Bring the Right Baits – Live and Brighter Baits are Always Better in Winter

Even though we all have our preferences when it comes to baits, it’s always necessary to bring the right baits. If you’re planning to winter fish, the most critical thing to remember is how baits move. Keep in mind that it is winter and even some of the most active and aggressive fish will be slower than when the water is warm.

The most important thing to do is to choose baits that are closest to live baits even if they’re not live. Don’t expect that the fish will bite just about anything. In fact, they won’t even attempt biting some icy metal or rubber! This is because rubber and metal always appear stiff when the water is cold and will appear like dead weight to the fish, which will essentially turn them off. If you can’t find live baits, a great option for winter fishing is minnows. This is because they’ll have a natural motion and you won’t have to jig or drag them that much. You should also ensure that the baits are as slow as possible for even the slowest of fish.

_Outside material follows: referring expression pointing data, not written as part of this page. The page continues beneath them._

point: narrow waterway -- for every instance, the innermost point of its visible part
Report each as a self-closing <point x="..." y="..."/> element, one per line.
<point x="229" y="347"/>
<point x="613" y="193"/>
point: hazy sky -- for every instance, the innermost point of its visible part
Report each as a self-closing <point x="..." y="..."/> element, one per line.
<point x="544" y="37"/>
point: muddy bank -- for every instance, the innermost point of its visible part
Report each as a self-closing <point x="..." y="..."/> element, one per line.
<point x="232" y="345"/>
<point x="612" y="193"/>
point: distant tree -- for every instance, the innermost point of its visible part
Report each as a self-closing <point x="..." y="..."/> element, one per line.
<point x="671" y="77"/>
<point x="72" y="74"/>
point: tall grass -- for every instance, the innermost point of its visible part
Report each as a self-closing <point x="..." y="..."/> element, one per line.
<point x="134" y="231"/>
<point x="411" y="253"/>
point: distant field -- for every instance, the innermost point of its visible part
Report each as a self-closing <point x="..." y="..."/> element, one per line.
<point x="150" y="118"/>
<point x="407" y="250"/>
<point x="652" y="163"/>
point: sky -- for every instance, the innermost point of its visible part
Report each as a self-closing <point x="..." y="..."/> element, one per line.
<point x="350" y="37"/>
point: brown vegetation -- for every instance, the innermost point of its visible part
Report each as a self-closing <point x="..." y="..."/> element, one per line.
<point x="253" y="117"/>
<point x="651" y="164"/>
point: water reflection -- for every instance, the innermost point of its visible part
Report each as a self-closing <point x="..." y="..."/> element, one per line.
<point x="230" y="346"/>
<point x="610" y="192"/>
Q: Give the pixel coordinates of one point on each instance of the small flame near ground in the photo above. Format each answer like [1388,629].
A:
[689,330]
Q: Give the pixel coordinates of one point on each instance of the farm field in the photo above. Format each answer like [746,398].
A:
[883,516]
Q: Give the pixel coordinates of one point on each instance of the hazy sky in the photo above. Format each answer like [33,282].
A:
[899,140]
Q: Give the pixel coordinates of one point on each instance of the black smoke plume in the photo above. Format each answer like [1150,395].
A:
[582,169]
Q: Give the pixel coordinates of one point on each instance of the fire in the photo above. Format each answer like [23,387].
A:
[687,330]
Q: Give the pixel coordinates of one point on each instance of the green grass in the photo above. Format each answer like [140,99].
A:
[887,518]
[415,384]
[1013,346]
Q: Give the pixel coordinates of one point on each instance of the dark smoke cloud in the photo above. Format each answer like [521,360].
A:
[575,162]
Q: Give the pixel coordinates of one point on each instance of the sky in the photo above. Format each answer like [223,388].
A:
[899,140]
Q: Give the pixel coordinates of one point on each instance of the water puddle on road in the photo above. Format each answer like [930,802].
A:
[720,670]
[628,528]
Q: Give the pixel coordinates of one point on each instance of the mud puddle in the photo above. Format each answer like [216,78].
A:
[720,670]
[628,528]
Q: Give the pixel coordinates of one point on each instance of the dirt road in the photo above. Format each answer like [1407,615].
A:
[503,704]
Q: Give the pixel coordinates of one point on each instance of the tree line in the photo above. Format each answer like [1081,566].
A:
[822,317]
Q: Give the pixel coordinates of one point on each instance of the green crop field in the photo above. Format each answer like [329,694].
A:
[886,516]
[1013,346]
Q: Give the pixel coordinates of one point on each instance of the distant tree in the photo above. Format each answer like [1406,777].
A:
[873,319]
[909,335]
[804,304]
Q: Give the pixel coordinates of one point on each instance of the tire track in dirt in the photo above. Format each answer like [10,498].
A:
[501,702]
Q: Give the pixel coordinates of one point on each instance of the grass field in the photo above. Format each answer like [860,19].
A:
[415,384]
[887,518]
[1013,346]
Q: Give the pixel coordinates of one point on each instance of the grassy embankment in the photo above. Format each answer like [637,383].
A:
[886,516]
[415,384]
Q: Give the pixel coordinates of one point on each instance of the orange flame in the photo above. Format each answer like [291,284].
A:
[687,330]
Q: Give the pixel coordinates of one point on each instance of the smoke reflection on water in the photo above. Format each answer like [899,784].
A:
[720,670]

If you have to use artificial baits, go for feathery baits that will naturally move even in cold water. You should also go with brighter colors to attract fish. The fact that fish tend to be less active during winter should inform your decision to go with smaller baits. This is because they generally eat less and so will be turned off if the baits are more than they can bite.

Bring the Right Gear

We can’t emphasize more on the importance of bringing the right gear for winter fishing. Keep in mind that the cold weather will stiffen up your gear and it may not work properly if it’s not well oiled and well-maintained. Things may get more difficult if it’s freezing cold and your line may be prone to snapping. This is exactly why you should go with a gear that you can fully trust not to let you down when the weather is adverse.

Conclusion

It’s in human nature to retrieve indoors when the pangs of the cold winter season take a toll. But instead of withdrawing into your home and curling up watching the telly, reading a novel or chilling with a hot cup of coffee, winter can be an ideal time to prepare your fishing gear and catch some great fish!

In addition to prioritizing your safety, you should be well informed on how your targeted fish behave in winter and choose the right place and time to fish. With the right gears and right baits, winter fishing could be more enjoyable and perhaps memorable than the overcrowded summer fishing trips!